Noch weitergehend verzichtet DUCHAMP in seinen "ready mades" auf die Formung des Werkes. Stattdessen den Zufall als künstlerisches Produktionsprinzip zu proklamieren, hat auf andere Weise auch BRETON mit seinem "reinen psychischen Automatismus" betrieben, aus dem sich bald nach 1945 in Europa und Amerika Ausprägungen informeller Malerei entwickeln.
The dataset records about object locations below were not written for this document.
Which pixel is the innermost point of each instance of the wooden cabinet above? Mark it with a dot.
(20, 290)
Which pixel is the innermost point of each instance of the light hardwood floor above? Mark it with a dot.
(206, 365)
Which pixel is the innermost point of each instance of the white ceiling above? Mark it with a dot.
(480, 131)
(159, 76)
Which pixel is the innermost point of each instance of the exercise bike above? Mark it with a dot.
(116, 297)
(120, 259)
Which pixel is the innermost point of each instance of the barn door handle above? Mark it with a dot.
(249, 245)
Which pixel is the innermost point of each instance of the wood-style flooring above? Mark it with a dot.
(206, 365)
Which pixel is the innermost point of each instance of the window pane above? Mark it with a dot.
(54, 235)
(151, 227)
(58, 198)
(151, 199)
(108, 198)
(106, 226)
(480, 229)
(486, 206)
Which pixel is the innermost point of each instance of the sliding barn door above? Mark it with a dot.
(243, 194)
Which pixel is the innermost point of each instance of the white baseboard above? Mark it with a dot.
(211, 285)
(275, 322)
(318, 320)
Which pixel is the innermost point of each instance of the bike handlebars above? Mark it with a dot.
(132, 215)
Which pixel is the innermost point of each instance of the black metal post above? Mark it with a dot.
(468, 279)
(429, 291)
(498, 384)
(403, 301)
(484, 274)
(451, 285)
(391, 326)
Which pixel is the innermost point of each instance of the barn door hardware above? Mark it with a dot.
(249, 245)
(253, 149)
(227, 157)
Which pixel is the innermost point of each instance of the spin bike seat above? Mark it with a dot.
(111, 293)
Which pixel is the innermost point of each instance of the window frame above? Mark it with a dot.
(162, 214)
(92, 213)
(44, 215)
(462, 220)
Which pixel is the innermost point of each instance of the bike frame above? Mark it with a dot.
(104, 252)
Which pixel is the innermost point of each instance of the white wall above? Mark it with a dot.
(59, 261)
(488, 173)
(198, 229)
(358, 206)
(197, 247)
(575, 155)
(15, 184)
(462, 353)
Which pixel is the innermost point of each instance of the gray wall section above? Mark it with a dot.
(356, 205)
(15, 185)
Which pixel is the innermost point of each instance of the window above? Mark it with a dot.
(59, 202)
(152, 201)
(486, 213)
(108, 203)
Exemplarisch für die Situation um 1960 und zugleich ein weiterer wichtiger Schritt zur Aufhebung der künstlerischen Autorschaft sind die frühen Arbeiten von F.E. WALTHER. In ihnen werden elementare Materialprozesse so organisiert, daß diese sich eigengesetzlich zu einer Werkgestalt ausformen.

Die den Materialien innewohnenden, zwangsläufig begrenzten und sich rasch erschöpfenden Formungsmöglichkeiten erweitert WALTHER bald durch die unerschöpfliche Selbsttätigkeit des zum Handeln mit seinen benutzbaren "Objekten" autorisierten Publikums. Das ausschließlich im Bewußtsein des Handelnden sich formierende immaterielle WERK erlangt eine bis dahin unerreichte Unabhängigkeit vom Geschmack des Künstlers. Bei dieser Kunstkonzeption werden die zu treffenden künstlerisch-praktischen Entscheidungen allemal als notwendig angesehen, da sie eben nicht mehr auf die subjektive Ausformung von Werkgestalten, sondern allein darauf gerichtet sind, den "Objekten" einen funktional-instrumentellen Charakter zu verleihen, der sie als Werk-Zeuge für das ästhetische Handeln der Rezipienten brauchbar macht. Die künstlerische Notwendigkeit bekommt so einen konzeptionellen, allein aus dem jeweiligen Kunstbegriff begründbaren, Charakter.

II) Heute

Die Kunst der Moderne war von der Überzeugung getragen, daß in allen sie ermöglichenden und von den Künstlern als Kriterien für ihre Formentscheidungen aufgebotenen Notwendigkeiten "die geistige Kraft des Objektiven ... zum Ausdruck" (9) kommt. Insofern gingen die zumeist aus weltanschaulichen, wissenschaftlichen oder ideologischen Programmen und dann schließlich aus Kunstkonzepten abgeleiteten künstlerischen Notwendigkeiten stets mit einem Absolutheitsanspruch einher, der nichts anderes neben sich zuließ. Dem Geschichtsmodell einer linearen und progressiven Entwicklung folgend, gab es immer nur die je eine absolut avantgardistische Position, von der die früheren künstlerischen Avantgarden auf die Plätze verwiesen und andere Kunstvorstellungen unmöglich gemacht wurden. Die Auffassung, daß der jeweils letzte avantgardistische Wurf alle früheren Positionen in sich aufhebe - in des Wortes dreifacher Bedeutung von bewahren, überwinden und erhöhen - sicherte die Kontinuität und Stimmigkeit des Avantgardeprinzips.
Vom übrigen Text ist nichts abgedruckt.